South Australia is home to the Woomera Test Range in the heart of the Outback and 60 space-related organisations. It has also recently launched a space innovation and growth strategy.
South Australian Minister for Defence Industries Martin Hamilton-Smith said South Australia led the way in the development of Australia’s space economy.
“Our vision is to position South Australia as a vibrant hub for future space activity and industry development,” he said.
South Australia’s place in the international space industry was cemented earlier this year after a successful test flight of an experimental rocket in the HIFiRE (Hypersonic International Flight Research Experimentation) program.
“The success of this test launch takes us one step closer to the realisation of hypersonic flight,” Australia’s Chief Defence Scientist Dr Alex Zelinsky said after the launch in May 2016.

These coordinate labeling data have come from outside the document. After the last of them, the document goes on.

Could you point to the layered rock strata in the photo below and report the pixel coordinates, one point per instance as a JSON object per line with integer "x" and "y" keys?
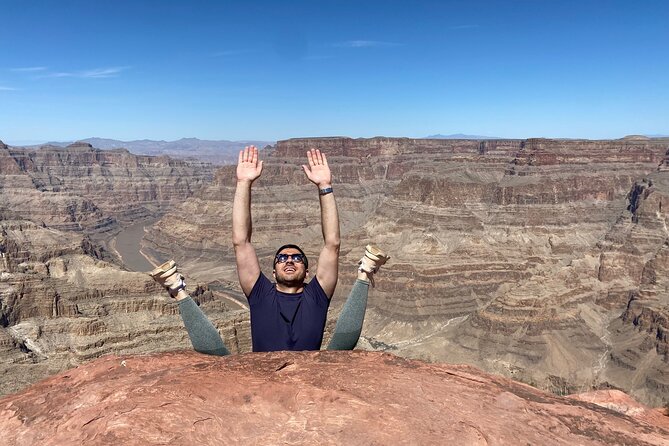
{"x": 83, "y": 188}
{"x": 499, "y": 248}
{"x": 62, "y": 304}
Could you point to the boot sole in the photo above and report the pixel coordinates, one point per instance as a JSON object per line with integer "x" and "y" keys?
{"x": 162, "y": 270}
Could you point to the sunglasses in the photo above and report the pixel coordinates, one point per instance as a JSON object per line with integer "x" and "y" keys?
{"x": 283, "y": 258}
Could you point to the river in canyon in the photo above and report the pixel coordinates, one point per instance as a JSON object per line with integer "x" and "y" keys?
{"x": 127, "y": 245}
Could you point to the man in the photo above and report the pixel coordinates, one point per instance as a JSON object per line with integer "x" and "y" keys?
{"x": 289, "y": 314}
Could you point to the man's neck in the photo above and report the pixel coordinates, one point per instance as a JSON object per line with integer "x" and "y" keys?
{"x": 290, "y": 289}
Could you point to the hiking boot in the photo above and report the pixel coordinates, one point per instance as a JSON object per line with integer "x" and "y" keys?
{"x": 372, "y": 261}
{"x": 168, "y": 276}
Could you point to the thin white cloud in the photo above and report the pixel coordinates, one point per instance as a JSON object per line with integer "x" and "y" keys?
{"x": 227, "y": 53}
{"x": 102, "y": 72}
{"x": 365, "y": 44}
{"x": 28, "y": 69}
{"x": 95, "y": 73}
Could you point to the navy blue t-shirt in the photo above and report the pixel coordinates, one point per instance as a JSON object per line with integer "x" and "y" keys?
{"x": 283, "y": 321}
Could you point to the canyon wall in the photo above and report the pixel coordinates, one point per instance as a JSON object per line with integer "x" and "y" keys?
{"x": 530, "y": 258}
{"x": 542, "y": 260}
{"x": 83, "y": 188}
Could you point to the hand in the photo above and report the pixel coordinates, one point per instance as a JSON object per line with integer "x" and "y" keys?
{"x": 248, "y": 167}
{"x": 318, "y": 171}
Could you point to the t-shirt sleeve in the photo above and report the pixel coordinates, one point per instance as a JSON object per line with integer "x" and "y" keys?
{"x": 315, "y": 292}
{"x": 260, "y": 288}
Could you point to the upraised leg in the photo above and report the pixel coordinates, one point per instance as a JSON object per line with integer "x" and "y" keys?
{"x": 349, "y": 325}
{"x": 202, "y": 333}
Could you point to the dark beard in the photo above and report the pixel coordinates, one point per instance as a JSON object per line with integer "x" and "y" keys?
{"x": 299, "y": 281}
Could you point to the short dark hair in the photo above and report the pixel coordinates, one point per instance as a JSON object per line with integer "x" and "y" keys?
{"x": 306, "y": 261}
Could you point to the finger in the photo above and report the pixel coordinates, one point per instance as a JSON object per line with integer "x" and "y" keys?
{"x": 317, "y": 156}
{"x": 306, "y": 171}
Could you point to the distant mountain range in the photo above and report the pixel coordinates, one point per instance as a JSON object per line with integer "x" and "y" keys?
{"x": 215, "y": 152}
{"x": 460, "y": 136}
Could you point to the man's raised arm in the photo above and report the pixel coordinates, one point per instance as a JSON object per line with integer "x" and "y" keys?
{"x": 319, "y": 173}
{"x": 248, "y": 170}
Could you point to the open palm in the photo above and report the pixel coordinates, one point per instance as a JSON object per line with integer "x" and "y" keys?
{"x": 318, "y": 170}
{"x": 248, "y": 166}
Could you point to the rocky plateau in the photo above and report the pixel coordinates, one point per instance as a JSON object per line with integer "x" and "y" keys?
{"x": 544, "y": 261}
{"x": 308, "y": 398}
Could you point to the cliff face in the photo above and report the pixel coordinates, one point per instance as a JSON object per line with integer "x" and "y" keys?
{"x": 62, "y": 304}
{"x": 505, "y": 254}
{"x": 83, "y": 188}
{"x": 353, "y": 398}
{"x": 542, "y": 260}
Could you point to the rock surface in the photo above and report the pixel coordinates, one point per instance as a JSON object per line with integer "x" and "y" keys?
{"x": 353, "y": 398}
{"x": 543, "y": 260}
{"x": 83, "y": 188}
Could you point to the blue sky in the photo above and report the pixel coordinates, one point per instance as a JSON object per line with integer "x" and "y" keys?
{"x": 280, "y": 69}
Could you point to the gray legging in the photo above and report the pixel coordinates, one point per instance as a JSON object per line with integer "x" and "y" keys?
{"x": 206, "y": 339}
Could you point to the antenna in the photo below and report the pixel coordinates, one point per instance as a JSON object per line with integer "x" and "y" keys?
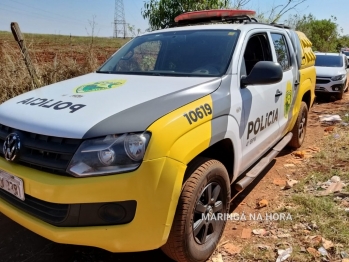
{"x": 119, "y": 19}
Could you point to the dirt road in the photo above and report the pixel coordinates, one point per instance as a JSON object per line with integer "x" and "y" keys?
{"x": 19, "y": 244}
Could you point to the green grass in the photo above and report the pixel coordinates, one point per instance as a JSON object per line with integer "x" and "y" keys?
{"x": 66, "y": 40}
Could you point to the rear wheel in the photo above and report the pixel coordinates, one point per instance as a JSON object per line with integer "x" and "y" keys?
{"x": 205, "y": 194}
{"x": 300, "y": 127}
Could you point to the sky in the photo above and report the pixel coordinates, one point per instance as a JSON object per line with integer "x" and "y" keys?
{"x": 76, "y": 17}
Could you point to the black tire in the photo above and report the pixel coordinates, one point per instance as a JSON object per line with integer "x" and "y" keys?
{"x": 206, "y": 178}
{"x": 300, "y": 127}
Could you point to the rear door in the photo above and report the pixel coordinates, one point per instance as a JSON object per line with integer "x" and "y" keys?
{"x": 261, "y": 103}
{"x": 282, "y": 49}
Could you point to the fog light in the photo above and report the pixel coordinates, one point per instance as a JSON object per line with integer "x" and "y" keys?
{"x": 112, "y": 213}
{"x": 106, "y": 157}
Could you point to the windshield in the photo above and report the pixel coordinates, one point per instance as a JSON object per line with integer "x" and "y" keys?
{"x": 329, "y": 60}
{"x": 180, "y": 53}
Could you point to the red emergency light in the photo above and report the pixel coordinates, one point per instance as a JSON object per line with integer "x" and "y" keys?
{"x": 212, "y": 14}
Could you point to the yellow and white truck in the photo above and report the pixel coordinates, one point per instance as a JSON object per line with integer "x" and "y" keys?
{"x": 143, "y": 152}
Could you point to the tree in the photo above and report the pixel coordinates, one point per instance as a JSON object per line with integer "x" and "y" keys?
{"x": 133, "y": 31}
{"x": 324, "y": 34}
{"x": 161, "y": 13}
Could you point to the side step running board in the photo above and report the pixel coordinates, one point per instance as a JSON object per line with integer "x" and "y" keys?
{"x": 259, "y": 167}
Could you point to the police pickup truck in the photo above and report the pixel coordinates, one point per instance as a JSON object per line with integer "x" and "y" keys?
{"x": 143, "y": 152}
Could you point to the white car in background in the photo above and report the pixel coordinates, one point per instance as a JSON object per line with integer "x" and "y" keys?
{"x": 332, "y": 74}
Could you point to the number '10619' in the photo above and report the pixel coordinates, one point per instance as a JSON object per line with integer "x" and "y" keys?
{"x": 199, "y": 113}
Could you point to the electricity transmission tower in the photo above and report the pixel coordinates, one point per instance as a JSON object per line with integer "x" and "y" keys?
{"x": 119, "y": 19}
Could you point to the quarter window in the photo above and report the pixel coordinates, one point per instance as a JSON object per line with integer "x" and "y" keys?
{"x": 281, "y": 49}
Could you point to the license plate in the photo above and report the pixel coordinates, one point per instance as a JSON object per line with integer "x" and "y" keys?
{"x": 12, "y": 184}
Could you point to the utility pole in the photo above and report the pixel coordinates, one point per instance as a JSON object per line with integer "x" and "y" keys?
{"x": 16, "y": 31}
{"x": 119, "y": 19}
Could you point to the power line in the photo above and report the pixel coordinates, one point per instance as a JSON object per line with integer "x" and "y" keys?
{"x": 119, "y": 19}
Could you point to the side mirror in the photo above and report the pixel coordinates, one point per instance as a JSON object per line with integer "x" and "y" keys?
{"x": 263, "y": 73}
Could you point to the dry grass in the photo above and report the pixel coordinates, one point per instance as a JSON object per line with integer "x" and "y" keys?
{"x": 55, "y": 58}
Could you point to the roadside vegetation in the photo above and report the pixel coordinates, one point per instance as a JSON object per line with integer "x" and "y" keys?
{"x": 55, "y": 58}
{"x": 319, "y": 229}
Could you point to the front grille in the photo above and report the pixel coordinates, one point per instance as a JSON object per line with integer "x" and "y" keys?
{"x": 49, "y": 212}
{"x": 322, "y": 81}
{"x": 46, "y": 153}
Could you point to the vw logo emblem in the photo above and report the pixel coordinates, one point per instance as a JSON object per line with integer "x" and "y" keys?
{"x": 12, "y": 146}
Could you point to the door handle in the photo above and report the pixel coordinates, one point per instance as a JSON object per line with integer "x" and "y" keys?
{"x": 296, "y": 83}
{"x": 278, "y": 93}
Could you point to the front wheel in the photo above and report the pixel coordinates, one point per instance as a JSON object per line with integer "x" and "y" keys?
{"x": 199, "y": 220}
{"x": 340, "y": 95}
{"x": 300, "y": 127}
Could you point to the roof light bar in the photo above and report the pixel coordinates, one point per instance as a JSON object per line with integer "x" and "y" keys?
{"x": 212, "y": 14}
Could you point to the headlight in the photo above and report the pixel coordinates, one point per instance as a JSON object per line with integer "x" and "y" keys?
{"x": 109, "y": 155}
{"x": 339, "y": 77}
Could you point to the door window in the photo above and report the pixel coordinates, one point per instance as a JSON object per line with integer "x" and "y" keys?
{"x": 281, "y": 49}
{"x": 257, "y": 49}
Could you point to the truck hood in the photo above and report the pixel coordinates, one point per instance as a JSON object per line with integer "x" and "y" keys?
{"x": 322, "y": 71}
{"x": 95, "y": 105}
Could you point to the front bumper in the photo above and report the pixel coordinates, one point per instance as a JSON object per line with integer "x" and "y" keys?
{"x": 326, "y": 85}
{"x": 155, "y": 186}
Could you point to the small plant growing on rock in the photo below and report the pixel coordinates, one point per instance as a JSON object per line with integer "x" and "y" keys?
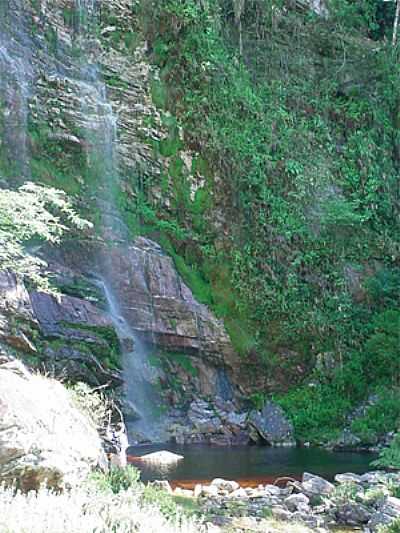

Beside the historic test range in the desert at Woomera, South Australia is home to many other space industry programs and businesses.
Each year space experts from across the world meet at the University of South Australia’s Southern Hemisphere Space Studies Program to discuss challenges and opportunities on offer in the space industry.
Speakers included Alex Grant, whose South Australian company Myriota is developing tiny devices to transmit data to and from remote locations, Flavia Tata Nardini, a former European Space Agency propulsion engineer, who founded Launchbox in 2014 to change the way people understood space science, and Brett Burford, the founder of AU Launch Services, an Adelaide-based consulting group that works with CubeSat manufacturers, owners and operators and serves as a single point of contact for clients.
Nova Systems, a project management company with large defence contracts, is also in talks with Italian space companies.
Adelaide, the capital of South Australia, will also host more than 3000 delegates from around the world at the 68th International Astronautical Congress (IAC) in September 2017.
Academically, the University of Adelaide has launched an intensive post-graduate course titled Strategic Space Law to bring the legal profession up to speed with the new frontier.